Massless Majorana spinors in the Kerr spacetime

TL;DR

This paper investigates the existence and properties of massless Majorana spinors in Kerr and Schwarzschild spacetimes, establishing conditions for their existence, explicit solutions, and long-term behavior.

Contribution

It proves the nonexistence of certain massive and non-extreme Kerr massless Majorana spinors, and characterizes the conditions under which massless solutions exist and are unique.

Findings

Massive Majorana spinors do not exist if t- or φ-dependent in Kerr.

Explicit solutions for massless Majorana spinors when one parameter is zero.

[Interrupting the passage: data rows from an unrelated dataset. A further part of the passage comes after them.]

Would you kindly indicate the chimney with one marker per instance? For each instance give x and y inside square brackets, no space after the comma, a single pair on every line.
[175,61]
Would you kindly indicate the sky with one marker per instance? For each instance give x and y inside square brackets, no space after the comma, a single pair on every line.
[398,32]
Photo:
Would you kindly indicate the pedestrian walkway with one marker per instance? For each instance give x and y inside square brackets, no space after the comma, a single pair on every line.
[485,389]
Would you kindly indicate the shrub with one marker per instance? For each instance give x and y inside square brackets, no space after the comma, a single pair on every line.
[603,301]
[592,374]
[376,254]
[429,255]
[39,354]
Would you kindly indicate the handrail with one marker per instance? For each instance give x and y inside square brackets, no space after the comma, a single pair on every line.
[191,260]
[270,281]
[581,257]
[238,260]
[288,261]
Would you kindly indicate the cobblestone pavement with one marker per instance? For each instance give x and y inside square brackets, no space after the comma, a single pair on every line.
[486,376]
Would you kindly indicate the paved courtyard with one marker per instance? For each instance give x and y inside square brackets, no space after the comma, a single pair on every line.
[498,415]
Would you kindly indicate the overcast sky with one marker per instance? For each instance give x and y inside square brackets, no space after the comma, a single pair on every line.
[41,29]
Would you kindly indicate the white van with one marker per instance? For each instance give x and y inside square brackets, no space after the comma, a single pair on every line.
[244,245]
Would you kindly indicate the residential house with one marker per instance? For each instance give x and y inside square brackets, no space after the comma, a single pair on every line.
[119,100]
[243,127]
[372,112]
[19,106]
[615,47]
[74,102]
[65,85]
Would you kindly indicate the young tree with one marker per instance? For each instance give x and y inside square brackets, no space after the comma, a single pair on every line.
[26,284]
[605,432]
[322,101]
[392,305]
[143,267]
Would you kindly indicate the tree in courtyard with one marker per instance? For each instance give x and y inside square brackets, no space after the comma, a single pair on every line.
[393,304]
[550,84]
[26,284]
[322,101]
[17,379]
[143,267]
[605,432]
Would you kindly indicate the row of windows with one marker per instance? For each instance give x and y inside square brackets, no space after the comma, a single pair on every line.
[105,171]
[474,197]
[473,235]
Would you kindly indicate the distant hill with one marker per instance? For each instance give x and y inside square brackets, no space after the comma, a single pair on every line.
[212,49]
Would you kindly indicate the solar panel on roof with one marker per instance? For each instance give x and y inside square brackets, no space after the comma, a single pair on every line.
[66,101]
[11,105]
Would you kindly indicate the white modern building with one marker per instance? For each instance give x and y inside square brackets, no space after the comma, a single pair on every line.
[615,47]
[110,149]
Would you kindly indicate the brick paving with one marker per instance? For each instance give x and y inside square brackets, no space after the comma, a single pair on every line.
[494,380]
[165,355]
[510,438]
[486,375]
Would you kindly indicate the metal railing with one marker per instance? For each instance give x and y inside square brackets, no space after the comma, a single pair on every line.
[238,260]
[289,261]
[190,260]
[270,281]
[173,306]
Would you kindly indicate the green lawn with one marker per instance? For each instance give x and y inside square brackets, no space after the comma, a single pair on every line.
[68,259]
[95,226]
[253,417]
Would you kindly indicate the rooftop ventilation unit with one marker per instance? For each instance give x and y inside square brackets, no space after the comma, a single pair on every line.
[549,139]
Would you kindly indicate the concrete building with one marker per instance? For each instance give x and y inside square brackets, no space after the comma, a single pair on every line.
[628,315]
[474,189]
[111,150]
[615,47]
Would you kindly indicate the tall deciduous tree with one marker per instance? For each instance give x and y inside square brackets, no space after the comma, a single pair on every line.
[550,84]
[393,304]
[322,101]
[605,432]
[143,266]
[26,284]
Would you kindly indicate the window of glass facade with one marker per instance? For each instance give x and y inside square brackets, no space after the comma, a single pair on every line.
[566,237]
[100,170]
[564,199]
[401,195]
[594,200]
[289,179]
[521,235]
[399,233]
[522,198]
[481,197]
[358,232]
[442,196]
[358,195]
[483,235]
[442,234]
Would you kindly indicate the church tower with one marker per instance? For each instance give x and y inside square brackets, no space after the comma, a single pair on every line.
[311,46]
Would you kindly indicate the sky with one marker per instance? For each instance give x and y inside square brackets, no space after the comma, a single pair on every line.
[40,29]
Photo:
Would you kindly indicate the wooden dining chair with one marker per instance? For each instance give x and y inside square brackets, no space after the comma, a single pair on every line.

In Schwarzschild spacetime, spinors disperse over time with probability tending to zero.

Abstract

In this paper, we show that massive Majorana spinors \eqref{1.2} do not exist if they are $t$-dependent or $\phi$-dependent in Kerr, or Kerr-(A)dS spacetimes. For massless Majorana spinors in the non-extreme Kerr spacetime, the Dirac equation can be separated into radial and angular equations, parameterized by two complex constants $\epsilon_1$, $\epsilon_2$. If at least one of $\epsilon_1$, $\epsilon_2$ is zero, massless Majorana spinors can be solved explicitly. If $\epsilon_1$, $\epsilon_2$ are nonzero, we prove the nonexistence of massless time-periodic Majorana spinors in the non-extreme Kerr spacetime which are $L^p$ outside the event horizon for $ 0<p\le\frac{6}{|\epsilon_1|+|\epsilon_2| +2}$. We then provide the Hamiltonian formulation for massless Majorana spinors and prove that the self-adjointness of the Hamiltonian leads to the angular momentum $a=0$ and spacetime reduces to the Schwarzschild spacetime, moreover, the massless Majorana spinor must be $\phi$-independent. Finally, we show that, in the Schwarzschild spacetime, for initial data with $L^2$ decay at infinity, the probability of the massless Majorana spinors to be in any compact region of space tends to zero as time tends to infinity.